Runtime-required (need symbi binary):

  • /symbi-init — scaffold a runtime-managed project
  • /symbi-policy, /symbi-verify, /symbi-pin, /symbi-dsl, /symbi-agent-sdk

Tests

tests/run-tests.sh covers built-in deny patterns, JSON backend parity, chain-bypass resistance, allowlist exemptions, mode switching, and the kill-switch marker. Run before committing changes to hooks.

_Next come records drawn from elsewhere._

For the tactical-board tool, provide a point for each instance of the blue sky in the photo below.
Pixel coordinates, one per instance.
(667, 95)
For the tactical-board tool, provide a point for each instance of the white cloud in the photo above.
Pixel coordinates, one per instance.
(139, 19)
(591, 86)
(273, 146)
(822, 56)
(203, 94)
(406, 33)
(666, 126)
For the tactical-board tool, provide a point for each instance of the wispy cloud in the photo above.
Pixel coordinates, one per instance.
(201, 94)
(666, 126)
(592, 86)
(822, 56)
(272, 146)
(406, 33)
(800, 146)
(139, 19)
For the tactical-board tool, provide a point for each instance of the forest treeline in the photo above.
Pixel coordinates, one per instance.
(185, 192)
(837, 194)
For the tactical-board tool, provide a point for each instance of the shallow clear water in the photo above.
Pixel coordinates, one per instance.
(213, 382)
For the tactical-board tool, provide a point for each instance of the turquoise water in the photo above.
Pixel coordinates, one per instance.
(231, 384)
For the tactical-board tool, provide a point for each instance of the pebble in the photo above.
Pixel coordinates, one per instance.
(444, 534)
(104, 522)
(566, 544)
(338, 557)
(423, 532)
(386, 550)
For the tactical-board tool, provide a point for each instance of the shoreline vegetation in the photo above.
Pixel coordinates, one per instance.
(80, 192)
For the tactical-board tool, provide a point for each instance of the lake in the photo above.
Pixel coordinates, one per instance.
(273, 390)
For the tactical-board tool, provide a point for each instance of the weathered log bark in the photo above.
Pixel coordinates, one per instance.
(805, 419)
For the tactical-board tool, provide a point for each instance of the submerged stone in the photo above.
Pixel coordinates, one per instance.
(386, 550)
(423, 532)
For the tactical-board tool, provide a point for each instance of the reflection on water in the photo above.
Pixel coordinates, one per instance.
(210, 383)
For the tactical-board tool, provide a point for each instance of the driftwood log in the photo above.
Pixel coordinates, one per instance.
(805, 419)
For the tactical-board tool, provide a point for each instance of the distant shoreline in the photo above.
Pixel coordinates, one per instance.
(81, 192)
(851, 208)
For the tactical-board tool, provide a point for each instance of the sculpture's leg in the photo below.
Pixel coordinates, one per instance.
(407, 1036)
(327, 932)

Runtime upgrade path (opt-in)

When the symbi binary is installed, additional features light up automatically — no plugin changes required:

  • Tier 3 (Cedar evaluation): policy-guard.sh runs symbi policy evaluate --stdin --policies ./policies/ after the built-in checks pass.
  • MCP tools: the plugin connects to a symbi mcp server exposing invoke_agent, list_agents, parse_dsl, get_agent_dsl, get_agents_md, verify_schema.
  • SchemaPin: install-check.sh verifies pinned MCP servers on session start.

Mode B (ORGA-managed)

When Symbiont's CliExecutor spawns Claude Code as a governed subprocess, it sets SYMBIONT_MANAGED=true. All hooks early-return so the outer ORGA Gate is the single source of truth for hard enforcement.

Override .mcp.json at the project or user level to point at the parent runtime:

{
  "mcpServers": {
    "symbi": { "type": "http", "url": "${SYMBIONT_MCP_URL}" }
  }
}

Mode B environment variables:

  • SYMBIONT_MANAGED=true
  • SYMBIONT_MCP_URL
  • SYMBIONT_RUNTIME_SOCKET
  • SYMBIONT_SESSION_ID
  • SYMBIONT_BUDGET_TOKENS
  • SYMBIONT_BUDGET_TIMEOUT

File conventions

Path Purpose
.symbiont/local-policy.toml Project deny/allow rules + mode
.symbiont/disabled Kill-switch marker
.symbiont/audit/ Local audit log
agents/*.dsl (runtime) Agent DSL definitions
policies/*.cedar (runtime) Cedar policies
symbiont.toml (runtime) Runtime configuration
AGENTS.md (runtime) Agent manifest

On Session Start

scripts/install-check.sh detects the JSON backend and prints a one-line nudge if sensitive files exist with no local-policy.toml yet. It does not require any user action and never blocks.

Implementation Plan

See ROADMAP.md for the full implementation history and phase details.